Celebrated poet Nikki Giovanni published more than 30 books during her lifetime, and nearly a year after her death comes her final collection.
“The New Book,” out now, serves as both an elegy and a continuation of her decadeslong career. Completed before she died last year and shepherded to print by her wife, Virginia “Ginney” Fowler, this collection carries Giovanni’s work into a future that she knew she would not live to see due to her declining health, Fowler said.
“All the poems were written before the election,” Fowler said. “Nikki wanted to get people to vote.”
The book folds wisdom into instruction, speaking to the political landscape, her childhood in Knoxville, Tennessee, and the stories of her great-grandmother, who was a slave. Each poem insists on accountability, intention and action.
Jericho Brown, a Pulitzer Prize-winning poet and mentee of Giovanni’s, said the new collection shows “even more of who she always was.”
Brown said he remembers first encountering Giovanni not as a mentor, but as a celebrity whose poems he could recite word for word.
“Her work was close to me,” Brown said.

Over time, admiration became friendship. “She was first an inspiration, and then she was my friend and my mentor,” Brown said.
“The New Book” stands out among Giovanni’s catalog, Brown said, because she softened the boundaries that were once used to hide aspects of her life.
“Much more of her life is bleeding forth” in this book, he said. Along with sharing letters to her loved ones — even mentioning Brown and Fowler — she writes about the men in her life in “Fathers.”
Brown described it as “the most that Nikki Giovanni has ever said in a poem that is about her son’s father and, at the same time, about her own father.”
“Fathers” flows like her 1972 poem “Mothers,” which is about the women in her family and their relationship to each other.
The fearlessness and conviction in her writing were a trademark of Giovanni’s career for more than six decades, from her thoughts on the beauty of Black childhood in “Nikki-Rosa” (1971) to her later works dissecting Black resilience, like in “Quilting the Black-Eyed Pea (We’re Going to Mars)” from 2002.
Thematically, “The New Book” gives readers the same feeling as her previous works, while deepening her audience’s understanding of who she was.

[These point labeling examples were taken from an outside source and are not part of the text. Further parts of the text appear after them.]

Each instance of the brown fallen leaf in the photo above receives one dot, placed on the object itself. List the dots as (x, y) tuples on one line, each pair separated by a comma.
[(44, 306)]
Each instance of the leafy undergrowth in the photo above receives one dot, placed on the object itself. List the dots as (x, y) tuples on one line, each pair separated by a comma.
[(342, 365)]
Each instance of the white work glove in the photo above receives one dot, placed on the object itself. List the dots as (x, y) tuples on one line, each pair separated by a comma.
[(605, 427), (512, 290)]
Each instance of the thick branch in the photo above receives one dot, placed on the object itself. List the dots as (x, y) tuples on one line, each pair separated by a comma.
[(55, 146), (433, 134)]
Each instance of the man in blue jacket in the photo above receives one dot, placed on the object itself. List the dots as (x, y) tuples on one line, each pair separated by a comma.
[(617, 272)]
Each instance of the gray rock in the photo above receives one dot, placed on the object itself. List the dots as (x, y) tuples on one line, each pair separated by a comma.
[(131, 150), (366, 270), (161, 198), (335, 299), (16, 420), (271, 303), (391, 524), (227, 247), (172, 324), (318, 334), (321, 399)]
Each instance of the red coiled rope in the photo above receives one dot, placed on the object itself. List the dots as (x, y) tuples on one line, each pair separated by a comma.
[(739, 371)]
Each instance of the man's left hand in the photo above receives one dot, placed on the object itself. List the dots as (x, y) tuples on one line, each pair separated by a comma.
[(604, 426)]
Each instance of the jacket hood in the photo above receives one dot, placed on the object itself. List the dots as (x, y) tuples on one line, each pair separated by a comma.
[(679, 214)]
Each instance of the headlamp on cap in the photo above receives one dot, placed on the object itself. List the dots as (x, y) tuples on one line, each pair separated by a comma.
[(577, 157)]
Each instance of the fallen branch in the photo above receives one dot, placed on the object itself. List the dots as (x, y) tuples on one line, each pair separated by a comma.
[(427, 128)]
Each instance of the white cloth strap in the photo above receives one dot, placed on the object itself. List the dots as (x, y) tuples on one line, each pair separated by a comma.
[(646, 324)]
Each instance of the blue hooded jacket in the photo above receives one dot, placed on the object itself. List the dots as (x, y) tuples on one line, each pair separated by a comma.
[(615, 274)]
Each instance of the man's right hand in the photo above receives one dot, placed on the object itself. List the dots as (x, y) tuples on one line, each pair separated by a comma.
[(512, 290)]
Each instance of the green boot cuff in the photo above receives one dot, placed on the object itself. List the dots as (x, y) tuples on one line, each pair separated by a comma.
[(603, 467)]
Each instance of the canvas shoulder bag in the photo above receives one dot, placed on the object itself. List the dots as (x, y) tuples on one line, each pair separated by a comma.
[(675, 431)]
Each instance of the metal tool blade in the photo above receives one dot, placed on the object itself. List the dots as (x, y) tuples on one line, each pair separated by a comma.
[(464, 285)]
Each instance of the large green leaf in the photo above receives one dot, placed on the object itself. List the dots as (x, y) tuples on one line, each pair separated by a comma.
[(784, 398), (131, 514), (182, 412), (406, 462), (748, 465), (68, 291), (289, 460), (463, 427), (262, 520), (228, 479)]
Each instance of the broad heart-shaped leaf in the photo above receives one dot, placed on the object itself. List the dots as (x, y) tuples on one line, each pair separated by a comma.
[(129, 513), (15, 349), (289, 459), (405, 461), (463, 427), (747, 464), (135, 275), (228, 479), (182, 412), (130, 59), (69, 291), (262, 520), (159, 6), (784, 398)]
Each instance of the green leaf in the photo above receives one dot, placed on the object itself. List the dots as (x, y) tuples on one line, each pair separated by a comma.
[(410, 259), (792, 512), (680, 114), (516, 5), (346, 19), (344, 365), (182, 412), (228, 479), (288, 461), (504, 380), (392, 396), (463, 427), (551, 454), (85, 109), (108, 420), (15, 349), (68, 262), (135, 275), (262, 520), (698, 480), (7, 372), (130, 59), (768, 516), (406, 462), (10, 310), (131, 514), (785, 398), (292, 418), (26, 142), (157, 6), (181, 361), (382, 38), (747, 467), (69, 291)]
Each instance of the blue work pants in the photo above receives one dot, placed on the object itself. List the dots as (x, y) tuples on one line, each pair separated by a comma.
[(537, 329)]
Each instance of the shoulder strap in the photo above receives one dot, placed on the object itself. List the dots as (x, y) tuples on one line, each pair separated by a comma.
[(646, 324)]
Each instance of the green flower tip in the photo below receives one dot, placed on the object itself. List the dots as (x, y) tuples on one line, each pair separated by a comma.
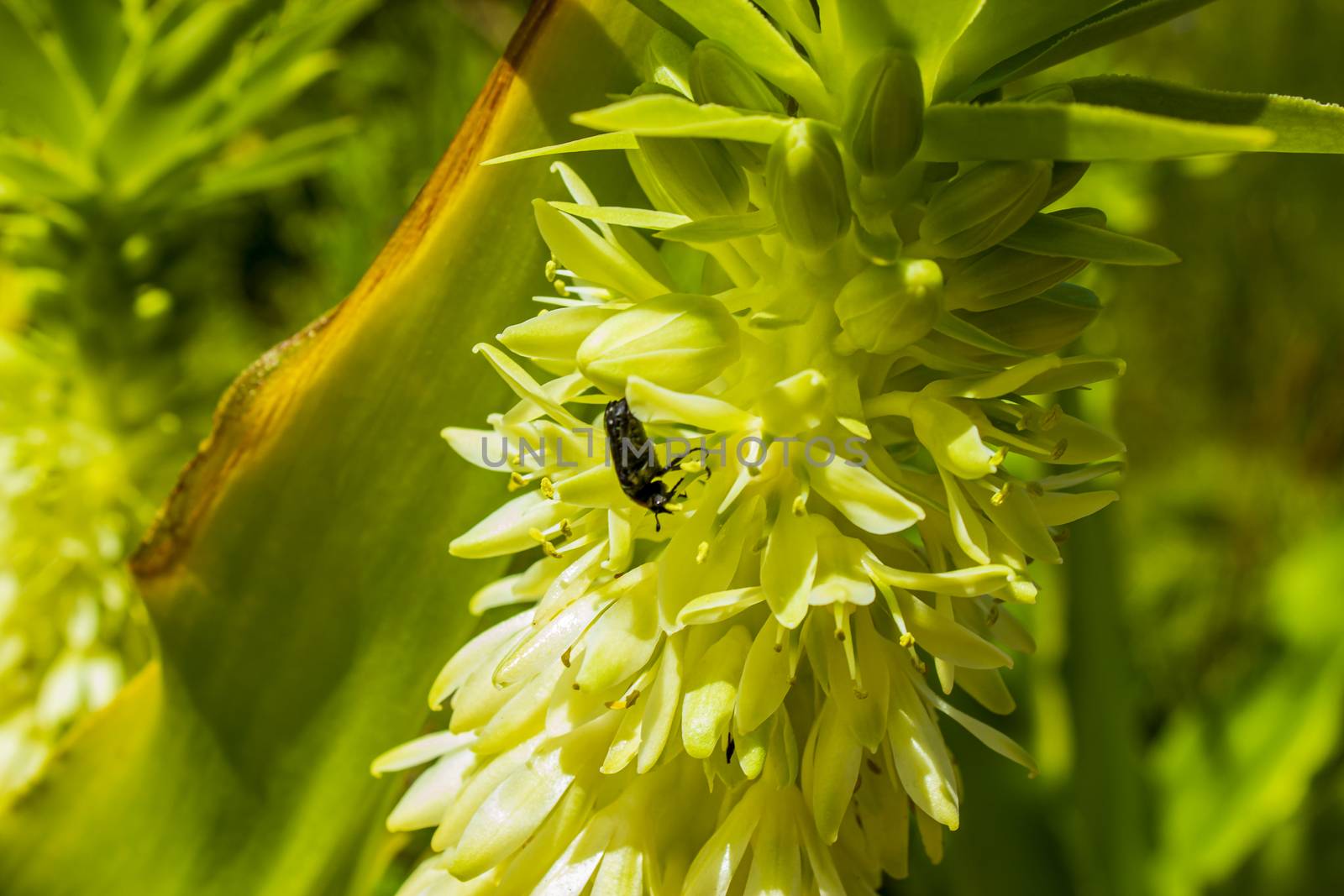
[(853, 352)]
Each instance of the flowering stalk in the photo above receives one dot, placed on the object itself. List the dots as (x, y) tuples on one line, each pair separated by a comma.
[(850, 304)]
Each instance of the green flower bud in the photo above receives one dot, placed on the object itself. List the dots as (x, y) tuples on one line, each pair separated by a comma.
[(555, 335), (1065, 177), (886, 121), (698, 175), (1045, 322), (719, 76), (808, 190), (984, 206), (678, 342), (1005, 275), (884, 309)]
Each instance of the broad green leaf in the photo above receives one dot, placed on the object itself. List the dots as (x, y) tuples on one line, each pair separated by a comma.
[(300, 578), (669, 116), (931, 29), (1003, 29), (1110, 24), (1057, 234), (1077, 132), (741, 26), (1300, 125)]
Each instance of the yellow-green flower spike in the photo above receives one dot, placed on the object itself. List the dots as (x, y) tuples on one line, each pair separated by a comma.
[(837, 327)]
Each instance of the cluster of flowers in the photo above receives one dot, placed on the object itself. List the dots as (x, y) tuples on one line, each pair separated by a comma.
[(739, 700)]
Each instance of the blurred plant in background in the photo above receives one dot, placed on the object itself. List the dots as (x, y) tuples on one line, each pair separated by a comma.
[(178, 191)]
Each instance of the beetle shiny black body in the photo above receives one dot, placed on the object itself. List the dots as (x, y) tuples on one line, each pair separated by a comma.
[(635, 459)]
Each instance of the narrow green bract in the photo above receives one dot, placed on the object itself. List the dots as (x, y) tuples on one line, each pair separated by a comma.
[(851, 338)]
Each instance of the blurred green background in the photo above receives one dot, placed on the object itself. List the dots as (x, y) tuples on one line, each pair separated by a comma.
[(1186, 701)]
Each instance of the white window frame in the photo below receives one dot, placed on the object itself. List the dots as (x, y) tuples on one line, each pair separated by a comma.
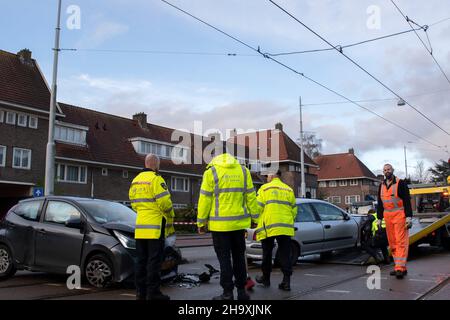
[(342, 183), (25, 116), (64, 179), (14, 157), (173, 184), (29, 122), (15, 116), (357, 198), (3, 163)]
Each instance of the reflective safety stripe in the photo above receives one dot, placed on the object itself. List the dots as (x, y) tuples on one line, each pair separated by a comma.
[(216, 190), (229, 218), (206, 193), (147, 226), (163, 194), (143, 200), (275, 225), (279, 202)]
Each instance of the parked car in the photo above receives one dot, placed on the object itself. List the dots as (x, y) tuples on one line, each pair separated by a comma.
[(49, 234), (320, 227)]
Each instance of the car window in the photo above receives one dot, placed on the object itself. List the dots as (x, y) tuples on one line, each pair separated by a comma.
[(60, 212), (29, 210), (327, 212), (305, 213)]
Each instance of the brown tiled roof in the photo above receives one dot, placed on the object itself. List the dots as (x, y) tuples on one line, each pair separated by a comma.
[(108, 140), (287, 148), (341, 166), (22, 83)]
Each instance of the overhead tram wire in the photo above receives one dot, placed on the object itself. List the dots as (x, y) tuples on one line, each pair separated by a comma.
[(430, 51), (358, 65), (298, 73)]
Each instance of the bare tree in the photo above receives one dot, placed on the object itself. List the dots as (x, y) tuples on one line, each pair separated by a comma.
[(421, 174)]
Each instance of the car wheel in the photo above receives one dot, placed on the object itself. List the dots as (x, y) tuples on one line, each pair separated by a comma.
[(7, 268), (295, 253), (99, 271)]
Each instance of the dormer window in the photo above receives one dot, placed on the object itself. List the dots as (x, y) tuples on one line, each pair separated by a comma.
[(162, 149), (69, 133)]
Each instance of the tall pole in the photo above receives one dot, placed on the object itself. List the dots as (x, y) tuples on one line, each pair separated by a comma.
[(302, 157), (406, 166), (50, 153)]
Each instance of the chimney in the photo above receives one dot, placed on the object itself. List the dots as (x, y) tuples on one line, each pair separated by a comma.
[(141, 118), (279, 126), (25, 56)]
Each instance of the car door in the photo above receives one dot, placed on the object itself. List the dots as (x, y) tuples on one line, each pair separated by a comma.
[(309, 234), (58, 246), (338, 231), (20, 230)]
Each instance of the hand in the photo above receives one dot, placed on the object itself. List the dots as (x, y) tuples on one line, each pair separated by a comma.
[(408, 222), (201, 230)]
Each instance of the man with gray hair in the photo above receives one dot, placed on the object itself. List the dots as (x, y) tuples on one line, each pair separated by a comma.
[(394, 205), (154, 222)]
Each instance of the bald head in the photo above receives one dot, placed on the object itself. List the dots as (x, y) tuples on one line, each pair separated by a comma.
[(152, 162)]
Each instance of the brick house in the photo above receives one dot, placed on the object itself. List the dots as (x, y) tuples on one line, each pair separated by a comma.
[(274, 145), (344, 179)]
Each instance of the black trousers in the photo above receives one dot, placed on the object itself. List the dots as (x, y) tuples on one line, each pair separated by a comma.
[(148, 264), (284, 254), (231, 245)]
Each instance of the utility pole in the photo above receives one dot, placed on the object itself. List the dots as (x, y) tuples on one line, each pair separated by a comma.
[(302, 157), (50, 153), (406, 166)]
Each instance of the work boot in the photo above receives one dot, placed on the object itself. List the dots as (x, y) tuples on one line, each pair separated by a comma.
[(158, 296), (265, 281), (243, 295), (285, 285), (226, 295)]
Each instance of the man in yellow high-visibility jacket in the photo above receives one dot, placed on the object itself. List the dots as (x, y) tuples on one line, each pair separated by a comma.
[(276, 222), (227, 203), (154, 221)]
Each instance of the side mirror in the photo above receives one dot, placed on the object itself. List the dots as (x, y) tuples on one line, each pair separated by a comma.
[(74, 222)]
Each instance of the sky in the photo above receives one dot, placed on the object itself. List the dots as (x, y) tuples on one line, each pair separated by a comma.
[(145, 56)]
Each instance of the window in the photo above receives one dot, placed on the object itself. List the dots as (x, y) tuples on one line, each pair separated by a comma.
[(342, 183), (10, 117), (335, 199), (22, 120), (60, 212), (71, 173), (29, 210), (305, 213), (32, 123), (2, 156), (21, 158), (180, 184), (352, 199), (328, 212), (70, 135)]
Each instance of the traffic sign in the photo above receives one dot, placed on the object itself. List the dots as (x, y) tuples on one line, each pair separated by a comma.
[(38, 192)]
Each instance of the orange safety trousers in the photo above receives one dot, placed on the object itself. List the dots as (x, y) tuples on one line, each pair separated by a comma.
[(398, 238)]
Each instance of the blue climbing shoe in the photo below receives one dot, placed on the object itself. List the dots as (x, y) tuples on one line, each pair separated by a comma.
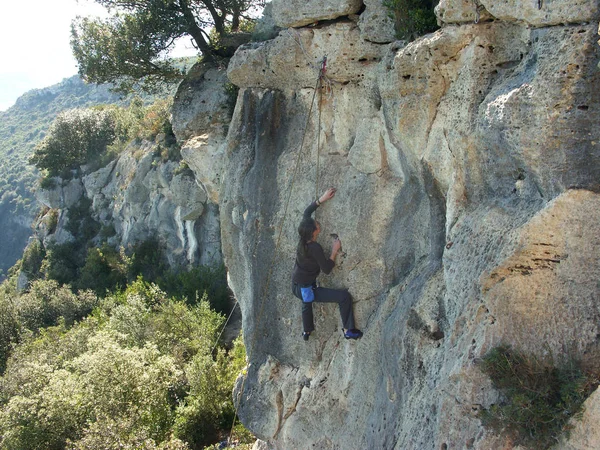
[(353, 333)]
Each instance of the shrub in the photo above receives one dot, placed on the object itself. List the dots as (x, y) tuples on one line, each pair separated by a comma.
[(105, 383), (62, 262), (208, 409), (105, 270), (9, 329), (539, 399), (413, 18), (192, 285), (33, 257), (76, 137), (47, 302), (148, 260)]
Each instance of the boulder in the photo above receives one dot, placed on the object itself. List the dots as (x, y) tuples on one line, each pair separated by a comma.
[(297, 13), (376, 24)]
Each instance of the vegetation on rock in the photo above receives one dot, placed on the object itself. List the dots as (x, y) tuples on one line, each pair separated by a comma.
[(140, 372), (538, 400), (413, 18), (104, 50)]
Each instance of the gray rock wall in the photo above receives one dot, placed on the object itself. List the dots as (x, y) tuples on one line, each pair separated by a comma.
[(467, 169), (141, 197)]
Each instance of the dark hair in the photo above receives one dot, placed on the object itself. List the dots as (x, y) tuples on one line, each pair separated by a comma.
[(306, 230)]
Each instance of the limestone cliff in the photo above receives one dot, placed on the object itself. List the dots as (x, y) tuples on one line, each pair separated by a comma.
[(467, 168), (137, 197)]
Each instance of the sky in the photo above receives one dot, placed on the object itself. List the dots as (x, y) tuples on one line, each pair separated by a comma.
[(34, 44)]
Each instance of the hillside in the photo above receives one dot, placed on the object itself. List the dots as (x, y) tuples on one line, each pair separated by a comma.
[(21, 127)]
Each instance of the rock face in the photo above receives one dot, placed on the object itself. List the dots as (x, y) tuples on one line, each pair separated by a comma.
[(139, 197), (467, 167)]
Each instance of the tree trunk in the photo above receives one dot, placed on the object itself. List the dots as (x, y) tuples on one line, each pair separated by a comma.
[(195, 31)]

Fowler said Giovanni “lived as she wrote.” Describing her as “authentic” in the real world and in her writing. “It’s what drew people to her,” Fowler said. “I have never seen another poet draw together so many different types of people. To me, that says something about the universality of her writing.”
They met in the fall of 1986 when Fowler nominated Giovanni for a position at Virginia Tech. At the time, Fowler was an associate professor and the associate head of the English department.
She said she didn’t think Giovanni would accept because she thought Giovanni was too famous to want to work for the school. But eventually the poet joined the department and the two worked together.
Fowler said some faculty resisted working with Giovanni. “I had a colleague that said, ‘I will not teach at a department that Nikki Giovanni is in,’ and he left,” she recalled. “I know that was racism.”
Yet Giovanni remained undeterred, and unapologetically herself. Fowler said Giovanni’s sharp humor became legendary among their colleagues. One time, Giovanni was asked to take minutes for a committee meeting and filled them with observations like, “Peter had on really beautiful socks,” ensuring she was never asked again.
Giovanni taught there for 35 years while writing more than a dozen books. She retired in 2022 to focus on her final collection. Having written most of it after retirement, many of the pieces are timely, drawn from current events like the Covid-19 pandemic in poems including “30 May 2023” and “For the 2020 ‘Celebration of Youth’ Essay Contest.”
She used modern themes to continue her lifelong dialogue and urge readers to remain politically engaged and morally awake.
“She always understood that presence, like poetry, endures beyond the moment,” Brown said. “This book carries that truth forward.”